—Hal.
La tensión que sentía desapareció de sus hombros.
—Era sólo una pesadilla —la tranquilizó él—, eso es todo. Eso ha sido todo.
—Estaba aquí. Ella estaba aquí… y de pronto llegó y…
—Chisst, no pasa nada —volvió a decir él.
Meredith se quedó mirándole sin entender nada. Alzó la mano dubitativa y con los dedos recorrió el contorno de su rostro.
—Vino ella… y tras ella, llegando a…
—Aquí no hay nadie más que nosotros dos. Sólo ha sido una pesadilla. Y ya ha terminado, tranquila.
Meredith miró en derredor y repasó toda la habitación como si contase con que en cualquier momento alguien diera un paso al frente y saliera de un negro rincón. Al mismo tiempo, ya era consciente de que el mal sueño había pasado. Despacio, dejó que Hal la rodease entre sus brazos. Notó la calidez y la fuerza, notó que la estrechaba, que la sostenía a salvo, apretada contra su pecho. Percibió los huesos de su caja torácica, los notó subir y bajar, le llegó el latido de su corazón.
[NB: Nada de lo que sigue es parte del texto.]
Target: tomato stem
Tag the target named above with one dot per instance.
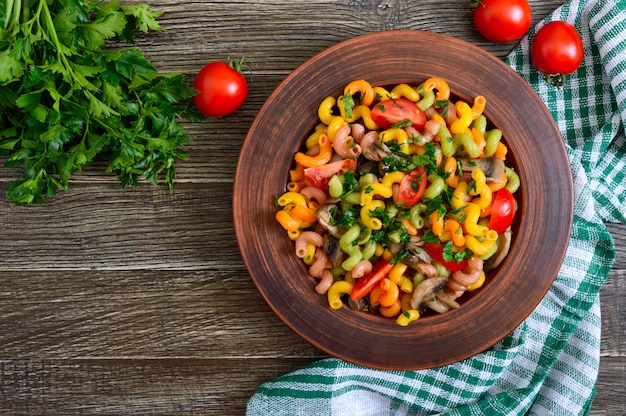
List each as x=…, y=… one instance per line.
x=558, y=80
x=238, y=64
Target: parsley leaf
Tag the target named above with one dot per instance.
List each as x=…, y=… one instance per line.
x=66, y=100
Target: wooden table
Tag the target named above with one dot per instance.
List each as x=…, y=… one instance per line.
x=137, y=301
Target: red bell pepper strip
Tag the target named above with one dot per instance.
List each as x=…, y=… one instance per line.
x=436, y=252
x=365, y=284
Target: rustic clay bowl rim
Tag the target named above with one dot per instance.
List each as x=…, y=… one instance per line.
x=541, y=230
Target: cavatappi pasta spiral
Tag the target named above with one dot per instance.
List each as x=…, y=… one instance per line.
x=401, y=199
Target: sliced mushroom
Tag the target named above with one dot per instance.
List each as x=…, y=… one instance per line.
x=324, y=216
x=437, y=306
x=504, y=244
x=493, y=167
x=425, y=290
x=332, y=250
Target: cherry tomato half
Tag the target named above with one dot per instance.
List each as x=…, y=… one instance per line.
x=319, y=176
x=502, y=20
x=389, y=112
x=222, y=89
x=412, y=186
x=502, y=210
x=436, y=252
x=365, y=284
x=557, y=49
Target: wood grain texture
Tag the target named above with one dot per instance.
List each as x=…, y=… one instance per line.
x=137, y=301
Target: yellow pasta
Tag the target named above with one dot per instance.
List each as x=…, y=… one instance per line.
x=398, y=136
x=403, y=188
x=361, y=87
x=436, y=83
x=335, y=292
x=366, y=217
x=407, y=317
x=465, y=118
x=373, y=189
x=324, y=155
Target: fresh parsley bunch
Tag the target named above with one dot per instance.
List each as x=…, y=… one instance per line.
x=65, y=98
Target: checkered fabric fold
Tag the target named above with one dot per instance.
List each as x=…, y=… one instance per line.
x=549, y=364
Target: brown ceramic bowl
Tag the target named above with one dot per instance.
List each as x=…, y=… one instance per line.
x=541, y=229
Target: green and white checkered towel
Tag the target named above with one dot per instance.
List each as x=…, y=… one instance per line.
x=549, y=364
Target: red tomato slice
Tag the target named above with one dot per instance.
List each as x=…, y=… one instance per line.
x=389, y=112
x=436, y=252
x=365, y=284
x=319, y=176
x=502, y=210
x=413, y=186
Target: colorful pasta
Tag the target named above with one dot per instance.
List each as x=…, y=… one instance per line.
x=399, y=220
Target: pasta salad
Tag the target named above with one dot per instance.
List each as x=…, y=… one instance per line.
x=401, y=199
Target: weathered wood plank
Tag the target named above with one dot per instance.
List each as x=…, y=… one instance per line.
x=136, y=301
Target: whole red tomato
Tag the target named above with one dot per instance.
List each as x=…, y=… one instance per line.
x=222, y=88
x=557, y=49
x=502, y=20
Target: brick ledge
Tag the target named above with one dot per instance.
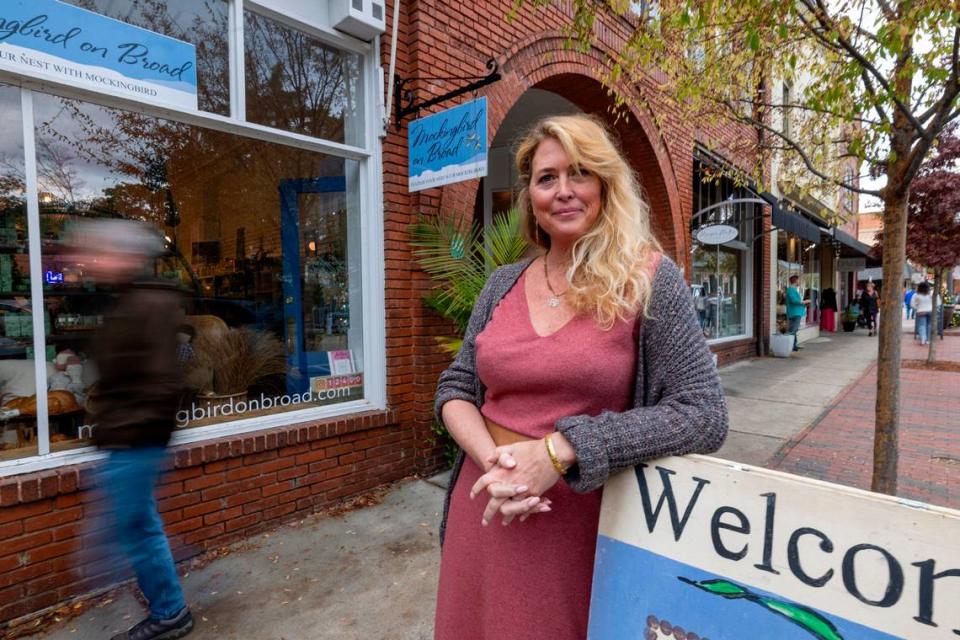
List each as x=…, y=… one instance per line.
x=38, y=485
—Yo la vi —murmuró, aunque en ese momento estaba hablando para sí, no para Hal.
—¿A quién? —preguntó él en un susurro. Ella no contestó—. No pasa nada —repitió él con dulzura—. Anda, vuelve a dormir. Tranquila.
Comenzó a acariciarle la cabeza, alisándole los rizos en la frente, como hacía Mary muy al principio de que ella se fuese a vivir con ellos, apaciguándola y ahuyentando todas las pesadillas.
—Estuvo aquí —volvió a decir Meredith.
Poco a poco, con el movimiento cariñoso y repetitivo de la mano de Hal, el terror se fue disipando del todo. Notó que le pesaban las pestañas, que le pesaban los brazos y las piernas y todo el cuerpo, al retornar a ella la calidez y el cariño.
Las cuatro de la madrugada.
Las nubes habían cubierto la luna y la noche estaba completamente oscura. Los amantes, aprendiendo a conocerse mutuamente, de nuevo se durmieron el uno en los brazos del otro, envueltos en el profundo azul del alba, antes de que comenzase el día.
La arboleda
Octubre-noviembre de 1891
Viernes, 23 de octubre
C
uando Léonie despertó a la mañana siguiente, el primer pensamiento que le vino a la cabeza fue Victor Constant, tal como ése había sido el último pensamiento que tuvo antes de dormirse.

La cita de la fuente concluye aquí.